Hepatotoxicity due to prescription medications and herbal supplements is increasingly recognized as a major cause of morbidity and mortality throughout the developed world. Due to its idiosyncratic nature, variable presentation, and the vast number of potential causative drugs as well as herbal and dietary supplements, drug-induced liver injury (DILI) is often diagnosed late in its course when patients present with severe liver disease. This makes diagnosis and characterization of the mechanisms involved in the pathogenesis of DILI, difficult and does not allow accurate assessment of the epidemiology and risk factors associated with DILI. Since one of the main concerns with the current DILIN is the late presentation of cases, future investigation should focus on accruing cases where the liver injury is detected early on.

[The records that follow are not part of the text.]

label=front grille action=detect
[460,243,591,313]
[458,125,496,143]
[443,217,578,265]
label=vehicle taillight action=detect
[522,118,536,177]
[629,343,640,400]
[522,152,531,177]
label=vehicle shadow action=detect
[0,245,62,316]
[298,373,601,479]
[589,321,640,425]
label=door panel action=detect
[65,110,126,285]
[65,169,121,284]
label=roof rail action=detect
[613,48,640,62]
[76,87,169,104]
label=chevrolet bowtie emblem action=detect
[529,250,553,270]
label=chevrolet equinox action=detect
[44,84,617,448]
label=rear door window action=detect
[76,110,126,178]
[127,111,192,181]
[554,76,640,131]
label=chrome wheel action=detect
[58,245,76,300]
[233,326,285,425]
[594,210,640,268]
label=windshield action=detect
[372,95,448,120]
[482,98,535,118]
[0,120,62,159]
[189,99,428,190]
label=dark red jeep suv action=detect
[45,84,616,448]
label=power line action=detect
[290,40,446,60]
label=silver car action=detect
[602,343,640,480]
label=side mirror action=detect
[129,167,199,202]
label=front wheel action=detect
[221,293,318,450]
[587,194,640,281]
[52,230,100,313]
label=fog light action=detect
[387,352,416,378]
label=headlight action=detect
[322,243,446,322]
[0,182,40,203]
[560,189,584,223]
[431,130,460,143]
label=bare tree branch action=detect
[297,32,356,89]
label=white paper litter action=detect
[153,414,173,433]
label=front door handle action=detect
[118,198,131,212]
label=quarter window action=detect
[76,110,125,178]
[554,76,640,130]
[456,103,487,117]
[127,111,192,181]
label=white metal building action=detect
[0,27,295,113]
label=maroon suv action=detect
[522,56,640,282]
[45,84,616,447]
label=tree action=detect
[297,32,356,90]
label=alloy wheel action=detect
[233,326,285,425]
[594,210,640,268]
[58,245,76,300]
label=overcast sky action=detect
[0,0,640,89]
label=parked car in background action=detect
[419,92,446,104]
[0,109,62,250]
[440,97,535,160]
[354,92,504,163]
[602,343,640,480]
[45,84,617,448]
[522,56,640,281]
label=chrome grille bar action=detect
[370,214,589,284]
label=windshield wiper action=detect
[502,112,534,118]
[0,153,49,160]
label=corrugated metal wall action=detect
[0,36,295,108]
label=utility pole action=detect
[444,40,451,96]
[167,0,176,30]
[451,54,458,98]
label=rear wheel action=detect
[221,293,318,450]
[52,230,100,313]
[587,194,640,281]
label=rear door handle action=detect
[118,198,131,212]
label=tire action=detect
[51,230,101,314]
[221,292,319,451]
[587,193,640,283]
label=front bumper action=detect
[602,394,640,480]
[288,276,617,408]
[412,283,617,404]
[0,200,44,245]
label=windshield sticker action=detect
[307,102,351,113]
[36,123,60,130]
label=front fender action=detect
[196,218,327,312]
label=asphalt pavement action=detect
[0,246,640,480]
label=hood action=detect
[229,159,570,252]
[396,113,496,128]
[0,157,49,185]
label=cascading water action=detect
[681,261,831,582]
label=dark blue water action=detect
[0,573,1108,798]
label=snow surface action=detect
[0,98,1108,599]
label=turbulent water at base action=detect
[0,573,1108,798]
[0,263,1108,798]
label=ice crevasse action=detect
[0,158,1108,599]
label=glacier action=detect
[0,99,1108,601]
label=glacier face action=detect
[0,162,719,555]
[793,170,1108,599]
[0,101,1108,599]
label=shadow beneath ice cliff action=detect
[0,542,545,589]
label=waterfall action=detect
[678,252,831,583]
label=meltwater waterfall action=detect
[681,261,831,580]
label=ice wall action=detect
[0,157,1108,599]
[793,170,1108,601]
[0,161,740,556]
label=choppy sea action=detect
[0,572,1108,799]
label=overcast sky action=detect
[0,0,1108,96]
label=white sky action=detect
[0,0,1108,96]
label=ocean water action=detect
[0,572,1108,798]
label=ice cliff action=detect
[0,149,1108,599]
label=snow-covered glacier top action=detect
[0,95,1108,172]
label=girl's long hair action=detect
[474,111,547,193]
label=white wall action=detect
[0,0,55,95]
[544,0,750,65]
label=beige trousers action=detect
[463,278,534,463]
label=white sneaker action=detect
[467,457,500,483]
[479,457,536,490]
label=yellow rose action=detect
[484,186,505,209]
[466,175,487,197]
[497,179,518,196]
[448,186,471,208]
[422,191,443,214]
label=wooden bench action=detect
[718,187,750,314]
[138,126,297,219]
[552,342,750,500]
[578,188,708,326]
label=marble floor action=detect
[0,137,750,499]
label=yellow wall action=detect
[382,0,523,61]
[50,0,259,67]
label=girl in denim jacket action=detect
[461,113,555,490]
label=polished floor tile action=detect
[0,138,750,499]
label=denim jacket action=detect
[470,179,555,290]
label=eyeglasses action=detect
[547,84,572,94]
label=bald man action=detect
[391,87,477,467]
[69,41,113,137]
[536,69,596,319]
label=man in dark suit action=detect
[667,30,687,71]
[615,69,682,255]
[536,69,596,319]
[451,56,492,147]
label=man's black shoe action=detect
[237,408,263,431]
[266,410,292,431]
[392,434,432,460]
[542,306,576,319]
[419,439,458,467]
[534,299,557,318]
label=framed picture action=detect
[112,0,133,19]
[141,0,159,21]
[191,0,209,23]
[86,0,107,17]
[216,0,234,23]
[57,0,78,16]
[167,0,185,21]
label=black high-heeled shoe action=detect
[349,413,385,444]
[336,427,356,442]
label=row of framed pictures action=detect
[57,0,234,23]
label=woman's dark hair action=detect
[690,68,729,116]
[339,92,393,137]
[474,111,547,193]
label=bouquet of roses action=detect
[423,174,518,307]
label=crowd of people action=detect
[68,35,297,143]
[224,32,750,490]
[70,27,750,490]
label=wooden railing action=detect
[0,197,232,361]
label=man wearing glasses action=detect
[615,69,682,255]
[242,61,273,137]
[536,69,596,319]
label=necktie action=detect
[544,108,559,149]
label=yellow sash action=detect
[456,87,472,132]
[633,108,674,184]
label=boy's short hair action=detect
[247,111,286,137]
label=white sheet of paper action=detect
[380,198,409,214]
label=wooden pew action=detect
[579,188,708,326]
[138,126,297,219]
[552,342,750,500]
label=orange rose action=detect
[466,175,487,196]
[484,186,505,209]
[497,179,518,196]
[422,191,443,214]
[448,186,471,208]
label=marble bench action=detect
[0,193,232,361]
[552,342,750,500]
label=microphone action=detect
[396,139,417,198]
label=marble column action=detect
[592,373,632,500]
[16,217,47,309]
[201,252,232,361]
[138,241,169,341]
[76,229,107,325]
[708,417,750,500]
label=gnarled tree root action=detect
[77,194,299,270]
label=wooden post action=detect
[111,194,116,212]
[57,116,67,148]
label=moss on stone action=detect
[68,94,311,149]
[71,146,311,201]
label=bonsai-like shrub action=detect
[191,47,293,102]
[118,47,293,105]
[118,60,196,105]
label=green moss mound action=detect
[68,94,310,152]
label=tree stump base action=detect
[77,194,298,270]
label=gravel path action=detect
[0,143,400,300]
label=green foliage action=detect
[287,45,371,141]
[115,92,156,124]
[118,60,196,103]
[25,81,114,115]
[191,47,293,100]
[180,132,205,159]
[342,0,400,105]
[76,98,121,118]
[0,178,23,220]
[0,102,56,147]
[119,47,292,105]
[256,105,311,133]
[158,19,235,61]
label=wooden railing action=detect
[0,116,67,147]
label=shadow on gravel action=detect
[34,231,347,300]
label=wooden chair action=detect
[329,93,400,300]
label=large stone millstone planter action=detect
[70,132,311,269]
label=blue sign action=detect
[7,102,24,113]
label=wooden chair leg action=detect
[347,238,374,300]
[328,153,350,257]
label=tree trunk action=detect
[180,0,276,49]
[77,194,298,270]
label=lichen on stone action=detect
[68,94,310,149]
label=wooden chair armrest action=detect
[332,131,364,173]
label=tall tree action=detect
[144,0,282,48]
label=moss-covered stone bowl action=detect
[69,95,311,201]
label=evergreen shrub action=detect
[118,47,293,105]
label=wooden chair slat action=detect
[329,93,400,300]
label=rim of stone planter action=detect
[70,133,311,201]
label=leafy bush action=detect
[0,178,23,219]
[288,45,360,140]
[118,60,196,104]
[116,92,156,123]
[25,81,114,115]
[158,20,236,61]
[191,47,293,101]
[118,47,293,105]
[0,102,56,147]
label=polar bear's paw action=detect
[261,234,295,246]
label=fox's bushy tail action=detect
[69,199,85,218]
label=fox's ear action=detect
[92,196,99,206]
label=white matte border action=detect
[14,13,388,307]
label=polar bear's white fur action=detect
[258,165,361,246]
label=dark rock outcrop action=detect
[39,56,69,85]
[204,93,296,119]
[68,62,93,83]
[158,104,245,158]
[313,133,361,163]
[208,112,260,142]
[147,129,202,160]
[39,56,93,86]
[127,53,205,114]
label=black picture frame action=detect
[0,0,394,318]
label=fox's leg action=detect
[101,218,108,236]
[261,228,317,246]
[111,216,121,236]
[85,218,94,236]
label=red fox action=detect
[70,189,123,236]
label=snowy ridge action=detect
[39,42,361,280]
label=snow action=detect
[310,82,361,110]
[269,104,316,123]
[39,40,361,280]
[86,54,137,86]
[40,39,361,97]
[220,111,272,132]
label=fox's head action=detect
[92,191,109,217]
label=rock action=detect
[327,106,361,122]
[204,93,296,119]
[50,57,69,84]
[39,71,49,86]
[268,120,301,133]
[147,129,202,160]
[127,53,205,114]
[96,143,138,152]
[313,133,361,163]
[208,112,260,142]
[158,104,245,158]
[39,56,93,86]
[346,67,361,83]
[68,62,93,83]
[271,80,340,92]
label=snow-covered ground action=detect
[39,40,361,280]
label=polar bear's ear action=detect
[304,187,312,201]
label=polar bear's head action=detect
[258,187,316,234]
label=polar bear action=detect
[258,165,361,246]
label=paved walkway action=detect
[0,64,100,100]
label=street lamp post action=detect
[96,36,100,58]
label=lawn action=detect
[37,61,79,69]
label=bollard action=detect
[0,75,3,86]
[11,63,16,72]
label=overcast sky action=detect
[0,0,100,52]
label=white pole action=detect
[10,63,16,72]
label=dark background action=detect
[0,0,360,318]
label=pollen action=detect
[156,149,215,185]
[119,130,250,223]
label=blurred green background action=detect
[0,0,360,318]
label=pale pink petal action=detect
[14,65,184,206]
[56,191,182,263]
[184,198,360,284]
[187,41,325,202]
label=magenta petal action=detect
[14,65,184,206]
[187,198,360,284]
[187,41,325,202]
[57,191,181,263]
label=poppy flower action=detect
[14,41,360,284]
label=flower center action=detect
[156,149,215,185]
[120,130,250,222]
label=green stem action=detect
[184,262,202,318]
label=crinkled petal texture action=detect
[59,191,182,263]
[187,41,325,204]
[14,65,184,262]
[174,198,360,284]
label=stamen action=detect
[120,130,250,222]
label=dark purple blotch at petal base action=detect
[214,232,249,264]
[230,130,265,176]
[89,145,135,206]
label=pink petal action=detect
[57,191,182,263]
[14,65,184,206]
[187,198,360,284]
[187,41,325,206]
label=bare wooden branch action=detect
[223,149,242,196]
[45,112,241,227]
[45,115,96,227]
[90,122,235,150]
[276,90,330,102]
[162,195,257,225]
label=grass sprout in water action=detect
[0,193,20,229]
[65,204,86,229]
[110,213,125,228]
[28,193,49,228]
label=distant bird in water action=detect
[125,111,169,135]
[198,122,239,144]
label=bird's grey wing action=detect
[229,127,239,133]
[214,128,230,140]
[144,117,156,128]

The aims of the Mount Sinai membership in the NIDDK DILI study are as follows: 1) To rapidly increase the number of enrolled adults and children with DILI, particularly among under-represented minority groups in the current DILIN prospective and retrospective databases;2) To enroll patients early in the course of DILI by closely monitoring high risk groups;and 3) ultimately to investigate preventative measures to prevent DILI among high risk groups. The inclusion of Mount Sinai in the DILIN will lead to an increase in the number of DILI cases from Hispanic, Black and Asian patients. The significant number of Asian and Hispanic patients who will be recruited from the New York area may provide insights into the mechanism of liver injury related to the use of herbal and dietary supplements as these populations are known to be frequent users of these complementary and alternative medicines. A major component of the Mount Sinai DILIN will be focused on the recruitment of elderly patients with DILI, and importantly also on a control population taking these supplements, a population not well represented to date in the network. Similarly, Mount Sinai's large population of 4,000 HIV infected patients will provide cases and controls to represent the large population on antiretroviral therapy. The large number of patients undergoing chemotherapy treatment followed by the many Mount Sinai oncologists represents another ideal source of prospective DILI cases and controls. Mount Sinai is a member of eMERGE, a national consortium to develop, disseminate, and apply approaches using electronic medical records (EMR) systems to genomics research. A current projects in eMERGE is to develop an electronic algorithm to identify cases of DILI in EMR systems. If just 1 percent of the 100,000 eMERGE DNA samples have a history of DILI, then the DILIN could double its DNA sample database overnight. Investigators at Mount Sinai are well-qualified and poised to contribute to ancillary studies that arise from the wealth of available data and samples of the collective DILIN. Combined with outstanding infrastructure to collect detailed information through exploitation of the EMR and Data Warehouse, the partnership of the Personalized Medicine program, and involvement of a multi-disciplinary team across the institution and its affiliates, we bring tremendous manpower to bear upon this urgent problem.
Due to the often idiosyncratic nature and the vast number of potential causative drugs, as well as herbal and dietary supplements, drug-induced liver injury (DILI) is typically diagnosed late in its course when patients present with severe liver disease. We will recruit patients early in the course of DILI and also follow patients who are at high risk f developing DILI to improve understanding of this insidious condition. Mount Sinai is home to a large and diverse patient base that will enhance quality and quantity of data produced by this consortium of contributing medical centers.